Volume 52, Number 2 · February 10, 2005

The Emperor Putin

By Robert Cottrell
Cold Peace: Russia's New Imperialism
by Janusz Bugajski

Praeger/Center for Strategic and International Studies, 302 pp., $49.95

Inside Putin's Russia: Can There be Reform Without Democracy?
by Andrew Jack

Oxford University Press, 362 pp., $30.00

Run your finger around the borders of Russia, and you begin to realize what a worrying place the world must seem when viewed from the Kremlin. Ukraine, supposedly the closest and best-loved of Russia's immediate neighbors, has just biffed its big brother on the nose by electing a West-backed president, Viktor Yushchenko. Three other neighbors or near neighbors of Russia—Belarus, Turkmenistan, and North Korea—are run by dictators whose grasp of reality is open to question. Unstable autocrats run the rest of Central Asia. Georgia and Moldova are crippled by illegal Russian-sponsored secessionist regimes on their soil. Armenia and Azerbaijan teeter on the brink of renewed war.
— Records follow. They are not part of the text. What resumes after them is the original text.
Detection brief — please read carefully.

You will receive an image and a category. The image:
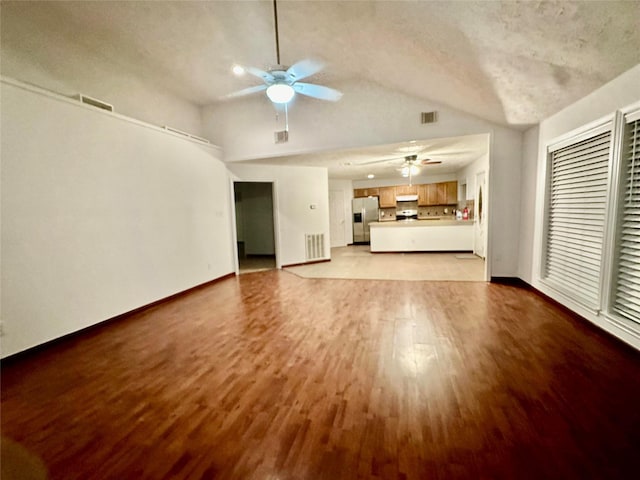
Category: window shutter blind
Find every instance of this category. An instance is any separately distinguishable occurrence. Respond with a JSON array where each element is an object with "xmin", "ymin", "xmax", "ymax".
[
  {"xmin": 542, "ymin": 130, "xmax": 611, "ymax": 310},
  {"xmin": 613, "ymin": 120, "xmax": 640, "ymax": 323}
]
Dialogue with Japan has been hostage for decades to arguments about four disputed islands of negligible value. The Baltic states are the objects of a Russian government hate campaign. Relations with the rest of the European Union are at their chilliest since the cold war. The rise of China, and its imagined designs on the Russian far east, are the long-term worry that keeps the Kremlin awake at night. That leaves Mongolia for comfort.